Степан Яковлевич благодарит вас за память и очень вам кланяется. Здоровье его почти в том же положении, как и прежде, не смотря на то, что он нещадно морит себя голодом по предписанию Дьякова. На-днях он получил письмо от матушки, из которого я мог догадаться, что Кузнецов прибыл благополучно в Москву.

Опять две почты сряду я не имею писем из дому, что хотя и не ново, но все-таки не совсем приятно, а делать тут нечего, жаловаться губернатору на его подчиненных был бы труд напрасный; он, вероятно, знает, что они все никуда не годятся, но не имеется никакой возможности заменить их чем-нибудь лучшим; поневоле должен терпеливо с ними возиться.

Стряпчий, бывший при вас в Ялуторовске, переведен в Тобольск, а тобольский в Ялуторовск.
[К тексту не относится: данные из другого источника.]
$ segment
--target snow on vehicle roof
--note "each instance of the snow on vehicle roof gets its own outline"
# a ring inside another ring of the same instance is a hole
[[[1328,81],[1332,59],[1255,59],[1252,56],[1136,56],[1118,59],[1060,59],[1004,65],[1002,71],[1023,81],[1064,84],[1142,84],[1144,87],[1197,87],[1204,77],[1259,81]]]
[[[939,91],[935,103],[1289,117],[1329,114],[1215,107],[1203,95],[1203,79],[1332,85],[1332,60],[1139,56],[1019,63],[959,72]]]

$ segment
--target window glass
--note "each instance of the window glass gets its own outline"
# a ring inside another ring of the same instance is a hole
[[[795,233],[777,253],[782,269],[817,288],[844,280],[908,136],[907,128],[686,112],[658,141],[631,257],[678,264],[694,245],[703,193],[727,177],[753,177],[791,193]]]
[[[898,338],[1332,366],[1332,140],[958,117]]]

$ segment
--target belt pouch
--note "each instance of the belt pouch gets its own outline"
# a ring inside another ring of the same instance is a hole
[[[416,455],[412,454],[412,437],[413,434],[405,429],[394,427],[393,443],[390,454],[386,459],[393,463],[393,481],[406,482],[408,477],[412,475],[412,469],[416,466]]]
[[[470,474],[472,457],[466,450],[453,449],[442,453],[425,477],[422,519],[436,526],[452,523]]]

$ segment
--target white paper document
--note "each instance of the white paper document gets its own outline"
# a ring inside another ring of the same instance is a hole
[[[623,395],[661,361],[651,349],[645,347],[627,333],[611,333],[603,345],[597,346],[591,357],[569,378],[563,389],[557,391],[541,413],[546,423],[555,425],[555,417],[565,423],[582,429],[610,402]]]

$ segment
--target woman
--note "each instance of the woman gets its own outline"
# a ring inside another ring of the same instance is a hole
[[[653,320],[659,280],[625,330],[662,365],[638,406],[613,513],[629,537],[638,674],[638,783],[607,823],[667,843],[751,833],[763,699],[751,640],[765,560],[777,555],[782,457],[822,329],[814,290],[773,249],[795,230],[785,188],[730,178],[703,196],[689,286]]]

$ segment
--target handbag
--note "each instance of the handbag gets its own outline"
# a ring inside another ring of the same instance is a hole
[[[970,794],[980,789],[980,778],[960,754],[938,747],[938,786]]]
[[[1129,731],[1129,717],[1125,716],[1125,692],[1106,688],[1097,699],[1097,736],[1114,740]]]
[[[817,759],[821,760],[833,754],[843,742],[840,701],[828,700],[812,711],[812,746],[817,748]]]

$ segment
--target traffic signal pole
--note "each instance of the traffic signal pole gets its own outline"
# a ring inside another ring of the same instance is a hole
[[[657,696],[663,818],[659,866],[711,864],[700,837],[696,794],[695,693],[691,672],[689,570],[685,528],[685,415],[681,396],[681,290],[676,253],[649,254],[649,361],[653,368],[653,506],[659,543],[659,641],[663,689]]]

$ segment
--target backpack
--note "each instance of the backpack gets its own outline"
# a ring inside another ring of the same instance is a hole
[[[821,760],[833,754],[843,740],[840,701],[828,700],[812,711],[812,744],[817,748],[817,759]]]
Я пока остается при прежних своих должностях, но он на это не жалуется; надеюсь, что со временем он получит обещанное ему место.

Очень понимаю, как внезапная болезнь Машеньки вас испугала, и мы здесь все вместе чистосердечно порадовались, что болезнь эта не имела больших последствий. Гутинька и Машу и вас очень благодарит за приветствие; она надеется из Тобольска доставить вам образцы своего чистописания, но когда она попадет в Тобольск, это еще не совсем известно. За Рияни [?] очень радуюсь, что он бросил наконец выпивание, надо надеяться, что даже по совершенном выздоровлении остается его доживать долго [?].

Матвей Иванович дружески вас приветствует, а я от души и очень крепко вас обнимаю.

Из последнего письма Катер[ины] Иван[овны] видно, что Александр] Поджио был очень опасно болен, но что ему теперь решительно лучше.

Вы Опрашиваете у меня об Олиньке; с некоторого времени я видаю ее очень редко, вероятно потому, что она теперь реже чувствует необходимость пить воду из моего стакана, и это кажется уже довольно хороший знак для ее здоровья. Сейчас был у меня Любимов с известием, что он назначается стряпчим в Туринск, не забудет наших условий в случае отъезда нашего из Сибири; мне самому смешно, что эти условия не выходят у меня из памяти.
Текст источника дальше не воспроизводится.